Besides software and music, a third thing entered my life: business models. I could marry business models to software, and open source was a natural fit for me. I don't think there's anything wrong with closed source versus open source, but building a business based on open source principles was the easiest for me.
Open source builds transparency; if you start with open source early, you're transparent about what you're doing. We're creating complex software, and let's be honest, it's heavy lifting from a software engineering perspective. Plus, we're entering a new niche, vector search, and everything that comes from that. Being able to openly talk about that and show what we're working on is something that open source enables us to do.
Open-source software comes with an open-source license, and if you have a problem with the technology, it's your problem, which is fair because you're getting the software for free. But if a business uses infrastructure software like a database, you probably don't want to run that in production yourself. Bigger companies want service license agreements, guarantees, and specific levels of support, while startups just want to have SaaS. Open-source software enables us to run it for them, making their problems our problems.
The beautiful thing about open source is that you do something together. You have a community around open-source software, and people might use your software for free, but they give you insights and ideas, create issues if there's a problem, help you, and talk about what you're doing. A financial transaction happens when somebody wants to run their startup on your software or use it as core infrastructure in a bigger company.
The lesson learned is that closed-source companies allowed people to pirate their software, knowing that those people might become software buyers later. Open source enables us to do the same thing from a business perspective. If you can't afford it or don't need support, by all means, use it. But if you need support or SLAs, a financial transaction happens. When it comes to open-source business models, we're just getting started.
On Vector Search Engines
Weaviate is a vector search engine, which means it's a database of vector embeddings. It's a specific niche that should not be confused with data warehouses or time-series databases.
So, what does a vector search engine do? It works with machine learning models that output vector embeddings. These embeddings are a dimensional representation of data. Data similar to each other live near each other in the same space, and if they are farther removed, they live farther away. These spaces often have hundreds or even thousands of dimensions.
Using these vectors, we can build new types of search engines, such as semantic search engines and recommendation systems. Big companies like Google and Netflix use these vectors to build their search engines. Thanks to platforms like Hugging Face and APIs from OpenAI and Cohere, it's easy to get access to these models.
But if we want to build something based on enterprise search, similar to what we're used to from solutions like Solr or Elastic, but with machine learning first, that's where the vector search engine comes into play.
The vector search engine is designed to work specifically with and scale machine learning embeddings. These types of indexes, approximate nearest neighbor indexes versus inverted indexes, are different for vectors than for traditional text search. Therefore, we believe there's room in the market for a new type of database that's good at that. The vector search engine solves this and provides the UX of existing search engines but with machine learning first.
On The High-Level Design of Weaviate
The high-level design of Weaviate focuses on the idea of people building search-based applications.
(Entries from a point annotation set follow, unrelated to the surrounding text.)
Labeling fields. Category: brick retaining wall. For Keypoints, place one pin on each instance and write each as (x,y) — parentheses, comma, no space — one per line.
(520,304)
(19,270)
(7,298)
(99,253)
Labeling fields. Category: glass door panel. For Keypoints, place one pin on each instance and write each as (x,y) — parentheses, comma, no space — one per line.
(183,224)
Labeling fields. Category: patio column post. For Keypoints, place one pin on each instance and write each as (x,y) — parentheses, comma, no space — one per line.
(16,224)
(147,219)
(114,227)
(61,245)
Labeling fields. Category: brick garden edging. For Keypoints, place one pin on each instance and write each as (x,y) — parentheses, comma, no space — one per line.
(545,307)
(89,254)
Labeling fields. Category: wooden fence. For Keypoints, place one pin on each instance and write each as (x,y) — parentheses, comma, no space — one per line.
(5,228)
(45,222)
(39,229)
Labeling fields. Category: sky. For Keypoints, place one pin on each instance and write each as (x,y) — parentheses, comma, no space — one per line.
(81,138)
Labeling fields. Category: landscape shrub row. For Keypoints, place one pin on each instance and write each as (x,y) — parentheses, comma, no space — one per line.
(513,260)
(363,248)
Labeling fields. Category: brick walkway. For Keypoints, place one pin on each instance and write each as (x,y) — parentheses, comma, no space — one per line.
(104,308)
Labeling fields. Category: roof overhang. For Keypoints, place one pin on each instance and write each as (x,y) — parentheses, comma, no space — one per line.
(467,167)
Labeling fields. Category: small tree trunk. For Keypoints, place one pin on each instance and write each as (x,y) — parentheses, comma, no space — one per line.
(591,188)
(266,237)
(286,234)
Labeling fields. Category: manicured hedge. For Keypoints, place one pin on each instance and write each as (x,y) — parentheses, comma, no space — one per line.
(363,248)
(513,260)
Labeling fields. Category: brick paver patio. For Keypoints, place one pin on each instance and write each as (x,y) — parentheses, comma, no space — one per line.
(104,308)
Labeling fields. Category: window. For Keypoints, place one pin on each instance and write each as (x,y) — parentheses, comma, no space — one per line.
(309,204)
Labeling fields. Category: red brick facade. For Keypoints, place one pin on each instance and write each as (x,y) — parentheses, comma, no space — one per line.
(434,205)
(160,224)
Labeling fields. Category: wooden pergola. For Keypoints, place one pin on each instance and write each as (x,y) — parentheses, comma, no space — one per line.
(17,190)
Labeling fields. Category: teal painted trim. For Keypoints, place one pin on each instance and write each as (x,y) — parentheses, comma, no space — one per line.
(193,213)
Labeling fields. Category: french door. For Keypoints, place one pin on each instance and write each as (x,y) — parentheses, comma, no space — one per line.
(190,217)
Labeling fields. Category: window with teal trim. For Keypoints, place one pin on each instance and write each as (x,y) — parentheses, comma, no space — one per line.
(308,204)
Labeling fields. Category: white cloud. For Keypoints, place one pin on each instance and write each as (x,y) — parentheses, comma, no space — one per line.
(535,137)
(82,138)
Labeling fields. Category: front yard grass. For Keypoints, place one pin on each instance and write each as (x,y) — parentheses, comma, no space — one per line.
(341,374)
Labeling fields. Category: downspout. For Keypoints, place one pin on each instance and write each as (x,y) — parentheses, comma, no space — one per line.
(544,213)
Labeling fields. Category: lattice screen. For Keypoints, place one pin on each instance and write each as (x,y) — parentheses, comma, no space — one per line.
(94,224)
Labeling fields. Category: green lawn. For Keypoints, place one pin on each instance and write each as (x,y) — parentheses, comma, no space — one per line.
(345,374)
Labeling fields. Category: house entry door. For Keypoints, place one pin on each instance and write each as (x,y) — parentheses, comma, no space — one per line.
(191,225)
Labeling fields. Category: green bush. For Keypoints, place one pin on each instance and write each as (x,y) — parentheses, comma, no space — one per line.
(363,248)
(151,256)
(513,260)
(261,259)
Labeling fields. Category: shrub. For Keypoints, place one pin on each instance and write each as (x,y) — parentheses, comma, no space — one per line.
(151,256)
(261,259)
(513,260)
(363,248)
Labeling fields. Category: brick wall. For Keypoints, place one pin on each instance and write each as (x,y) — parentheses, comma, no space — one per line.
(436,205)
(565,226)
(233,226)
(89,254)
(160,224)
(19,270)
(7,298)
To accomplish this, these applications require certain things, such as a great user experience. For example, the database needs to be easy to use.
In addition to storing vector embeddings, these applications need to be able to store data objects. They should also be able to execute traditional queries, not only query the vector index. This means that the power of search is becoming hybrid. For instance, people working with images want to perform high-scale similarity searches through the images.
We started to learn that there is room for modules around the core database. We have modules that take care of vectorization. For example, if you want to use OpenAI embeddings, you could write a script that retrieves them from OpenAI's API and stores them in Weaviate for later searches. Alternatively, you can use Weaviate's OpenAI module, which only requires filling in your OpenAI API key.
Whether you prefer to use HuggingFace or any other solution, Weaviate's design is an ML-first search engine. It offers everything people need to build great ML-first search applications. This includes the core database, data objects, vector storage, modules, and more. The open-source nature of Weaviate means that most of these insights come from the open-source application community users.
On Requirements For A Production-Ready Database
In Weaviate, you can make graph-like connections because we've adopted GraphQL as an interface. We wanted to provide a simple interface for people to query the vector space, and on the lowest level, as a user, it starts from GraphQL to query the database.
We now also have software drivers that you can use, but at the lowest level, it's GraphQL. GraphQL allows you to make graph connections, not to be confused with another graph database like Neo4j, where you can do many-to-many relations. Weaviate's graph connections are based on every data object, or node, in the graph having a vector representation you can query through.
When it comes to scalability, any database nowadays needs to be scalable, which comes with horizontal scalability, replication, and other complex design decisions. Weaviate's indexes come with these design decisions, which my co-founder Etienne and his team are working on. We've even hired researchers to help with the core technology of these indexes and how we need to scale and build them.
That scalability is the cool thing, but also the complex thing and the uniqueness of it. We've solved the challenge of scaling these ANN indexes and reached our first horizontal scalability milestone. The next big milestone is replication on top of that as well, which is new because doing it with ANN approximate nearest neighbor indexes is new.
On Use Cases For Weaviate
There are different perspectives to consider when considering why we can be proud of Weaviate. The first perspective is purely from an end-use case point of view. We began to see new startups and larger businesses building new products on top of the vector search engine's core functionality.
These products included recommendation systems and semantic search systems. People said, "Hey, we can build a whole new business on top of this technology," they chose Weaviate for that purpose. Alternatively, they said, "Hey, we believe we can create a new product for an existing company based on these technologies." Many startups aim to improve search functionality, such as searching through ticket systems, scientific articles, patient files, and more, using machine learning techniques. They train proprietary machine learning models and then use Weaviate to present the results to the world. Weaviate is used as the core infrastructure for building new products and businesses.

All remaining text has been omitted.